Interview Conducted by Kate Eminhizer
While attending the ALA-ICA conference in Mexico City in November 2017, I had the privilege of speaking with Majid Sultan Al Mehairi, the Executive Director of the National Archives of the United Arab Emirates. His areas of expertise include information technology, digital preservation, government records and leadership.
When did you assume your duties? What prompted you to accept the challenge?
I became the Executive Director in May 2008. I was previously the Director of the Department of Support Services and Head of the Information Technology Section at the National Archive. Accepting the position provided me with the opportunity to continue advancing the country’s electronic management system and to focus on project management.
What is the mission of your national archives? How do you explain/present this to your funding authorities?

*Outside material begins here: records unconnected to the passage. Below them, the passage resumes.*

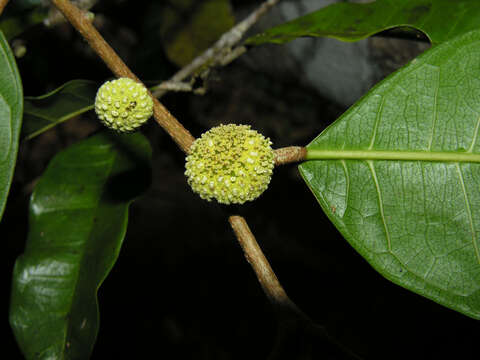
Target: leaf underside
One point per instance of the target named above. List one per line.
(78, 219)
(11, 105)
(417, 222)
(439, 20)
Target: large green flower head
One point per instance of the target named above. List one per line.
(231, 163)
(123, 104)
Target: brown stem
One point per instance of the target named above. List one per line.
(219, 53)
(163, 117)
(3, 3)
(290, 154)
(265, 275)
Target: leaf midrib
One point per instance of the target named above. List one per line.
(319, 154)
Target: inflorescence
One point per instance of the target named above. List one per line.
(231, 163)
(123, 104)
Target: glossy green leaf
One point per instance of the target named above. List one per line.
(440, 20)
(11, 107)
(69, 100)
(399, 175)
(188, 27)
(78, 219)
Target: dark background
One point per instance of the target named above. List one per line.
(181, 288)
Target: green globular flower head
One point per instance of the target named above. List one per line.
(123, 104)
(230, 163)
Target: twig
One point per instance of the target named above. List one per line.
(265, 275)
(3, 3)
(290, 154)
(222, 48)
(163, 117)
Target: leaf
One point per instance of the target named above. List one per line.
(78, 219)
(11, 106)
(399, 175)
(187, 28)
(69, 100)
(440, 20)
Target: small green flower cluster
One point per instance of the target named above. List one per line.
(231, 163)
(123, 104)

The National Archives concentrates on collecting government records and those records that have national value. This is mandated by the government, so they ensure that there is appropriate funding available to be successful in that mission.
If you could tell me one thing special about your archives, what would it be?
A. The National Archives works very hard in making sure that records are accessible to the public. The more people who access the Archives’ records, the more connected they will be to the nation’s cultural heritage. There are many apps that the public can download to their mobile phones so that they may learn and interact with the nation’s history quickly and accurately.
What international partnerships or collaborations do you have or are you working for (aside from ICA)?
The Archives is very supportive of the vision of UNESCO PERSIST. UNESCO PERSIST is an international effort to advocate for the long-term preservation of digital documentary heritage. In late 2018, the Archives plans on being able to make available online the product of a collaboration with the National Archives of the United Kingdom. The Arabian Gulf Digital Archives will exhibit over 500,000 reports, letters, maps, and ships’ logs that pertain to the history of the region.
How much has the work of the national archives changed in light of digital technology? How has this impacted the way records are accessed by the public?
In 2017 the United Arab Emirates launched the UAE Artificial Intelligence Strategy. The purpose is to introduce the latest technology into all aspects of government to improve performance and efficiency. The date by which the country is striving to be fully digital is 2031, but the hope is to complete the transition for government records by 2020. Having born digital records would mean there would be less of a delay in providing access to those records to the public.
What is your vision for the future of the national archives?
The National Archives has a vision of preserving those records that best exemplify the nation’s history and cultural heritage. As more and more records are created in a digital format, appropriate metadata must be applied from the date of creation. Also, long-term digital preservation options must be a priority.
What advice do you have for those beginning their careers in archives?
It is best for everyone to embrace technology. The advances in technology are going to provide multiple options for the long-term preservation of our cultural heritage.